JJ Melligan

Personal information
- Full name: John Joseph Melligan
- Date of birth: 11 February 1982 (age 44)
- Place of birth: Dublin, Ireland
- Height: 1.78 m (5 ft 10 in)
- Position: Centre midfielder

Team information
- Current team: Hinckley AFC

Senior career*
- Years: Team / Apps / (Gls)
- 2000–2004: Wolverhampton Wanderers / 2 / (0)
- 2001–2002: → AFC Bournemouth (loan) / 8 / (0)
- 2002–2003: → Kidderminster Harriers (loan) / 29 / (10)
- 2003: → Kidderminster Harriers (loan) / 5 / (1)
- 2003–2004: → Doncaster Rovers (loan) / 21 / (2)
- 2004–2007: Cheltenham Town / 114 / (15)
- 2007–2010: Leyton Orient / 83 / (6)
- 2010: Dundalk / 15 / (3)
- 2010–2011: Cheltenham Town / 27 / (0)
- 2011–2012: Solihull Moors / 7 / (0)
- 2013–2014: Wolverhampton Casuals
- 2014–: Hinckley AFC

International career
- 2003: Republic of Ireland U21 / 1 / (0)

= John Melligan =

Irish footballer

John Joseph "JJ" Melligan (born 11 February 1982 in Whitehall, Dublin) is an Irish footballer who plays for Hinckley AFC.

==Career==
Melligan first began playing for the Home Farm Club in Dublin before signing for Wolverhampton Wanderers in 1998. In 2001–02, Melligan went on loan to AFC Bournemouth and again at Kidderminster Harriers in 2002–03. After scoring 12 goals in 31 appearances he returned to Wolves and made two substitute appearances in (the then) Division One.

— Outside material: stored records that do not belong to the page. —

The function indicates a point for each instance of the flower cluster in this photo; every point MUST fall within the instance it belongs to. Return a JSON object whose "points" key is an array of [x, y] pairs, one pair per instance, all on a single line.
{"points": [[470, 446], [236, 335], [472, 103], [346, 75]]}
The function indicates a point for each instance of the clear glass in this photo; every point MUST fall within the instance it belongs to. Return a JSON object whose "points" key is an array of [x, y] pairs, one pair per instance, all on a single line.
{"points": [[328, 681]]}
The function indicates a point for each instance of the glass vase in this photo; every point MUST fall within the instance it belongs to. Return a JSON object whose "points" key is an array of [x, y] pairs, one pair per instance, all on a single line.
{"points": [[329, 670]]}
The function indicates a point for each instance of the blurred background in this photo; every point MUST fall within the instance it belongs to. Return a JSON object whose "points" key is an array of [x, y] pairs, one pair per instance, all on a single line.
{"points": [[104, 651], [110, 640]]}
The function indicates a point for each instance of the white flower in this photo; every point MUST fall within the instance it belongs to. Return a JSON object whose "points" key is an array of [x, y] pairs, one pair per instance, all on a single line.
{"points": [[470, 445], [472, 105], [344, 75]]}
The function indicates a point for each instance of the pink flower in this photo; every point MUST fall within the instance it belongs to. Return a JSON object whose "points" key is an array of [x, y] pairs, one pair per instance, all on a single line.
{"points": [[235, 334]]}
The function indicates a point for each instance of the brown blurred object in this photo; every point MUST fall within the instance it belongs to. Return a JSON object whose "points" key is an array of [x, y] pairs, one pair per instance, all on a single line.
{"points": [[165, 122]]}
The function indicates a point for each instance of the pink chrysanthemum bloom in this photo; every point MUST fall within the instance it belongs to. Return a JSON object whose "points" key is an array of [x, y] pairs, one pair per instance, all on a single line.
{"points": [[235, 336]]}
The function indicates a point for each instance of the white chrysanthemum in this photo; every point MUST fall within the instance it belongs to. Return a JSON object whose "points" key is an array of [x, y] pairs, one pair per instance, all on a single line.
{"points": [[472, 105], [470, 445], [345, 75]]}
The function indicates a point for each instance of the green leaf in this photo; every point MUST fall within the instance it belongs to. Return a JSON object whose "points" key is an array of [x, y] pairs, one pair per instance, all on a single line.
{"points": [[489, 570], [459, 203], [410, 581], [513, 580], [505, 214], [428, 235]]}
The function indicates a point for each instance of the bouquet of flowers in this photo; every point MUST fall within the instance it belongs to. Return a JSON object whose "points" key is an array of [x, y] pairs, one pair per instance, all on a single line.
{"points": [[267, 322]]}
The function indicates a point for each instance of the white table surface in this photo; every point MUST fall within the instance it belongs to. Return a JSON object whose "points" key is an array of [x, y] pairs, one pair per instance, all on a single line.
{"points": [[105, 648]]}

In 2003, he made a substitute appearance for the Republic of Ireland Under-21 team and went on to make 21 appearances on-loan at Doncaster Rovers in the 2003–04 season.

At the end of that season Melligan, signed for Cheltenham Town from Wolves for £25,000. He missed only four league games of the regular season in 2005-06, helping Cheltenham to win promotion from League 2.

On 6 June 2007, Melligan signed for Leyton Orient on a free transfer, and scored in only his second appearance for them. He left Leyton Orient in February 2010 after falling out with manager Geraint Williams following the 5–0 victory over Bristol Rovers. He signed a full-time contract for League of Ireland Premier side Dundalk in February 2010. Melligan left Dundalk just before they set off to play Grevenmacher, from Luxembourg, in the UEFA Europa League. In his short stint with Dundalk he scored three goals in fifteen appearances.

On 2 July 2010, Melligan re-signed for his former club, Cheltenham Town. Melligan had a clause in his contract allowing him to leave Dundalk if a Football League club came in for him so he was allowed to leave Dundalk for free. On 9 May 2011, Melligan was released from Cheltenham after his contract expired.

Melligan signed for Conference North side Solihull Moors in October 2011 after a successful trial. He scored on debut in the 3–2 FA Cup victory over Grantham on 15 October 2011.

Following a spell at Wolverhampton Casuals, Melligan followed manager Carl Abbott to newly formed club Hinckley AFC in the summer of 2014, where he was made club captain.